I am working on a project where I need to load the data into data warehouse using ETL process. I have data in csv, unstructured and flat file format. I am thinking about using shell scripting to carry out the ETL process. I know little about both bash shell and KornShell (ksh) but I am very new in ETL process. So my question is what is the better option for ETL process. Whether I should use Bash Shell or KornShell?
The answer from user experienced with ETL process and shell scripting is highly appreciated.
Thank in advance.
Typically, my ETL processes use SQL statements to do in-database transformation, so they’re really “ELT” process. The shell simply serves as the tool to move files around, execute data loads & extracts, and execute SQL statements. If your DW is on a sufficiently powerful system, it’s usually the best place to do the transformation work, unless you are set on having a system living outside of the EDW that does data transformations.

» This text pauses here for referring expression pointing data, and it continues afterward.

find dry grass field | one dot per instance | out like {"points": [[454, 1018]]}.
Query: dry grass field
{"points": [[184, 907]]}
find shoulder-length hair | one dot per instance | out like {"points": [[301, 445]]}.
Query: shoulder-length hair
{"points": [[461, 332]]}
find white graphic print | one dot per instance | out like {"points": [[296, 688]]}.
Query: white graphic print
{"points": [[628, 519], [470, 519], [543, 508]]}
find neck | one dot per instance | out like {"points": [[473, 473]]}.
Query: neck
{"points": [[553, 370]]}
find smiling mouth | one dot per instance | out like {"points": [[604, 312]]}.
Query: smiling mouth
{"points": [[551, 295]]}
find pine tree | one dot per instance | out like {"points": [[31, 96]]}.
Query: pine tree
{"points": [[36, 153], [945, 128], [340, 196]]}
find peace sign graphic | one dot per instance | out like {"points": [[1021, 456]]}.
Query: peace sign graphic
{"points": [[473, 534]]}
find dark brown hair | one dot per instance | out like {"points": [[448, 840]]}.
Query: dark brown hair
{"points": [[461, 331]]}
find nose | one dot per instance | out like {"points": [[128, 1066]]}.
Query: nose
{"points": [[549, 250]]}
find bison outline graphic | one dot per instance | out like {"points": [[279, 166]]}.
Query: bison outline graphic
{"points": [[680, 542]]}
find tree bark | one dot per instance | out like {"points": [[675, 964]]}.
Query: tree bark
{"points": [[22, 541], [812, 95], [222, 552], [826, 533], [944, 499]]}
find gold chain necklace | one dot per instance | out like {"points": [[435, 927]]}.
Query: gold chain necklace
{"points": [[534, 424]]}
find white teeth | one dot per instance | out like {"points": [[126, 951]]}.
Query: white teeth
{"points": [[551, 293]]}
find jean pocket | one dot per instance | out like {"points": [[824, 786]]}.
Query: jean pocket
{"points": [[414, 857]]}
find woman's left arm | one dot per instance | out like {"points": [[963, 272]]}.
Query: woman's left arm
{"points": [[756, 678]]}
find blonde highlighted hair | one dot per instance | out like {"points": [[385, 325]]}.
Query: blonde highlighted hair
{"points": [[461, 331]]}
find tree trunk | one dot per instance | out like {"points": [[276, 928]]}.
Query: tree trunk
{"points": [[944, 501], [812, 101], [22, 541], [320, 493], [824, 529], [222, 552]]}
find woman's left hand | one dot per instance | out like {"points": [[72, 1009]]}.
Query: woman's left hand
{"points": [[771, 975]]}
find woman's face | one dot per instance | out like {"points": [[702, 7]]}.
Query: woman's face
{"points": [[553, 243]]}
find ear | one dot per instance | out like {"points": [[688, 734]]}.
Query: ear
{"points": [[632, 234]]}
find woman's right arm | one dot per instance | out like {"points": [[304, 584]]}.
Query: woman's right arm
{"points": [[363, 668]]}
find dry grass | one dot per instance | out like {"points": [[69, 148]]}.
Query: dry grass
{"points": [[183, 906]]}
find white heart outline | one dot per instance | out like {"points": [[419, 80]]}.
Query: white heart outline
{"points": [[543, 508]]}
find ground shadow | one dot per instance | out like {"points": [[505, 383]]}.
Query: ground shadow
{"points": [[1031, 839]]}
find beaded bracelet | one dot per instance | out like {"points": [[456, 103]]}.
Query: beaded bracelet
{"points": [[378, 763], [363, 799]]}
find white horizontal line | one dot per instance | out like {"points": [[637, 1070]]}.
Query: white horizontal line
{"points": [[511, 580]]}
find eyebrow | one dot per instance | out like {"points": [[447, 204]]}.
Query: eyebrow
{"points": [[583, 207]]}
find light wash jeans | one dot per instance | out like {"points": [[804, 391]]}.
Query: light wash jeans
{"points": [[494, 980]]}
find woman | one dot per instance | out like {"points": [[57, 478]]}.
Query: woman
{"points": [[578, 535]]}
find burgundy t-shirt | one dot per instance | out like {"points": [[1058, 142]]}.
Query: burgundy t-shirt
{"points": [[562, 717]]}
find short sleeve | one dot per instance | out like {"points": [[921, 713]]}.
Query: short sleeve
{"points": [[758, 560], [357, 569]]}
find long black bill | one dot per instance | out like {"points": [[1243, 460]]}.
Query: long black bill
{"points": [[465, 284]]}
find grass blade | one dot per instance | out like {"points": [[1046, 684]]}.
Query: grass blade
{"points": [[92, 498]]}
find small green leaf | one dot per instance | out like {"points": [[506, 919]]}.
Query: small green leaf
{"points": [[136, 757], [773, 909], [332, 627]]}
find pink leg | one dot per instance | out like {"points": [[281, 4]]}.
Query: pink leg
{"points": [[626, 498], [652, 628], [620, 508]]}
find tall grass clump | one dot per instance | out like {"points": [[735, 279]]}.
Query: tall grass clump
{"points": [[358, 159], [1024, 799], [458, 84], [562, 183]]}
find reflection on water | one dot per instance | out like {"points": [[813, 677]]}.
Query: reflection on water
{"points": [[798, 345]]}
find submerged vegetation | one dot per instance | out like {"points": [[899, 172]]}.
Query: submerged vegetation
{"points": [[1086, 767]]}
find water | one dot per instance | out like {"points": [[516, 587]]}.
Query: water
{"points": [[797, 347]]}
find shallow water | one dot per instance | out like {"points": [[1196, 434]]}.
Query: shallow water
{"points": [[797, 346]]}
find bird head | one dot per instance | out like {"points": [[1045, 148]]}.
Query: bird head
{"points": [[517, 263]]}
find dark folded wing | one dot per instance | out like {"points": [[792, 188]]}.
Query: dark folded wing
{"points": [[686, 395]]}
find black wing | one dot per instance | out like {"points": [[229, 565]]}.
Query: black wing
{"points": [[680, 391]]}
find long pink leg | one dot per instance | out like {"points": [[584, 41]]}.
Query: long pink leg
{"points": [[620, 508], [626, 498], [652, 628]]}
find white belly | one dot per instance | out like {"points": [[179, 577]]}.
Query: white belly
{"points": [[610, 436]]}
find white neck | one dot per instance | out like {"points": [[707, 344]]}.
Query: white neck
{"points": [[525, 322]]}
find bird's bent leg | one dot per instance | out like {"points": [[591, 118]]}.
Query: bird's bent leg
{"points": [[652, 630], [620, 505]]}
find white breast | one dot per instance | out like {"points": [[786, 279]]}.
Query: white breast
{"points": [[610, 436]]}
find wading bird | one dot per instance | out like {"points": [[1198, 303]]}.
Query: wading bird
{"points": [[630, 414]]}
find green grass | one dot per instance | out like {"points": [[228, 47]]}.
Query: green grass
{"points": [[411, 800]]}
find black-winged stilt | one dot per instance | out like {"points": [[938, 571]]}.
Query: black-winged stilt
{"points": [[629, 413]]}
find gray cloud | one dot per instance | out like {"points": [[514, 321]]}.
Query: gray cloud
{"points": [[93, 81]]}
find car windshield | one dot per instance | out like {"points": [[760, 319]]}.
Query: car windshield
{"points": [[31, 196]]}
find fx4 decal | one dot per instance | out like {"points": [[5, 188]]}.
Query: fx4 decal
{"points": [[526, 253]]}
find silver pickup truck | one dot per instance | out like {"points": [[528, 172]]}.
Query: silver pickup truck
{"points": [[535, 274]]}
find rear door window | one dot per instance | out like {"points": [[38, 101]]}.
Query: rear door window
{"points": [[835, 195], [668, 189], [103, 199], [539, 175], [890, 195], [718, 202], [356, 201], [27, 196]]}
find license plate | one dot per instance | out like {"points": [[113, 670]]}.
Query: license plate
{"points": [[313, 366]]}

The choice of shell for such an ELT process that I’ve described is really one of maintenance. Who will be supporting this when you’re gone? Does the company have lots of folks who know bash, but only one that knows KSH? Or is it 99% a .NET shop? Then I’d suggest writing your ETL in little C# console apps. The choice of the language you use to execute your ETL, when you’re not using a real “ETL” tool, should be focused on these factors, not on the ‘best’ language.